Panchu, the link in the comment was wrong. As usual my mistake of acting first and thinking later :) So instead of changing the comments across all the blogs where I had canvassed for the new blog, I thought why not redirect to the intended site. Appreciate your concern in asking this question. Will try to check the comments more carefully from the next time :)

Shreemoyee said...

sometimes lifer is a harder punishment than a death penalty.

Bishu said...

@Shreemoyee: Yeah that's true.Having a person rot for rest of his life in a dingy cell is much more stronger punishment than let him die at one shot.But the guy in question if left locked up in the cell might evoke unwanted actions from his jihadi friends in order to free him.We have already been there,seen that in case of Masood Azhar.So like my wise friend Arnab said I will too "pray for Azfal Guru's soul"

Shreemoyee said...

It could go either way actually.
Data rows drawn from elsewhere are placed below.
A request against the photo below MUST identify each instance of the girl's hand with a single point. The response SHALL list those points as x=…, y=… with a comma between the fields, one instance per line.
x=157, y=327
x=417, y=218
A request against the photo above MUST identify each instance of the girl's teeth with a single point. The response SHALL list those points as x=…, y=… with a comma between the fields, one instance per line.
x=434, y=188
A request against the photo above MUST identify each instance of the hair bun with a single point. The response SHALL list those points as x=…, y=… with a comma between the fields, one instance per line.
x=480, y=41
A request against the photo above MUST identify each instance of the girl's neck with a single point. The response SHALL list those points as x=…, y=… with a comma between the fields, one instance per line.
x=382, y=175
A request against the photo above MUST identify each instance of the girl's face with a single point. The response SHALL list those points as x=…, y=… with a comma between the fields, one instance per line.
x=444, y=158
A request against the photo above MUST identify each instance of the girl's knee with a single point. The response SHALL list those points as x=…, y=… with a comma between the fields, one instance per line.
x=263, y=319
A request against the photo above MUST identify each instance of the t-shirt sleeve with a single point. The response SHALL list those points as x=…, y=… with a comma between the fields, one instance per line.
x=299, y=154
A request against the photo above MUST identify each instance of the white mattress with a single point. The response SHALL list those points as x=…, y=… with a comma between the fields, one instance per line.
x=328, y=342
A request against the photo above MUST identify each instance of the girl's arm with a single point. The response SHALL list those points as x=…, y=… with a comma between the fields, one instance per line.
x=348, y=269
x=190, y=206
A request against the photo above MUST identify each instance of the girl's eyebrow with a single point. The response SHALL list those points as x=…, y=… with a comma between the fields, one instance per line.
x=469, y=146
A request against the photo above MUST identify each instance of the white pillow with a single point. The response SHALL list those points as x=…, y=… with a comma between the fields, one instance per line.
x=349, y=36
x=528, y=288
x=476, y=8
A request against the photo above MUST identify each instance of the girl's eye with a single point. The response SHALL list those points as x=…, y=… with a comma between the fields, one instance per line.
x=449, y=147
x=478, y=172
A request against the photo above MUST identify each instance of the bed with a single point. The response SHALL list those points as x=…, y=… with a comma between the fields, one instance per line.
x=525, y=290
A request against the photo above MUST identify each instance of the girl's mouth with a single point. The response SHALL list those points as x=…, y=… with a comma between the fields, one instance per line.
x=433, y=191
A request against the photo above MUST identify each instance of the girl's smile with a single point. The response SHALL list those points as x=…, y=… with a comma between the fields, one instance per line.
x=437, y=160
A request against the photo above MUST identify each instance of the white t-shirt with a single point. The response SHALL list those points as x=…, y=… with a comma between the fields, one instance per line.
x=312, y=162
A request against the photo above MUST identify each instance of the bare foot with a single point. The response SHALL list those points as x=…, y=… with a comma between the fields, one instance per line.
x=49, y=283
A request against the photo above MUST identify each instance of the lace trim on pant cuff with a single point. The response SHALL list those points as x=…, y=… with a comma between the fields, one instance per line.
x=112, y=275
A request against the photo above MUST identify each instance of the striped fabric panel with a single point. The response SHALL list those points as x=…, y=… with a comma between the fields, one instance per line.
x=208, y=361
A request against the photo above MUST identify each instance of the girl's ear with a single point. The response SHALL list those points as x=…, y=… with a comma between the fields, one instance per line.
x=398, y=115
The death sentence would only make in a martyr in the eyes of some.

Bishu said...

Shreemoyee,good point.But is'nt he a larger than life hero that too a tragic hero already.But one thing I'm finding out when digging deeper into the internet, that Guru had been facing what all Kasmiri youths undergo...being driven to the walls by Indian army( having spoken to a couple of guys posted in Kashmir cannot blame them also entirely) they choose to move over to the terrorists.And once you cross the line, there's no returning back even if you surrender. That's the reason we need to concentrate on the situations that are creating terrorist. Pardoning Guru will only send out wrong signal,which will be again effectively used by terror camp recruiters like "See Indian state is weakening. Come join us and together we will put the last nail in the coffin". So, we need to decide which is better ?Strong message against terrorism and groundwork to remove the cause of Kashmiri population's hopelessness in Indian system... or to show a soft stance and then blabber on dialouges as we have been doing since the day Kashmir problem started.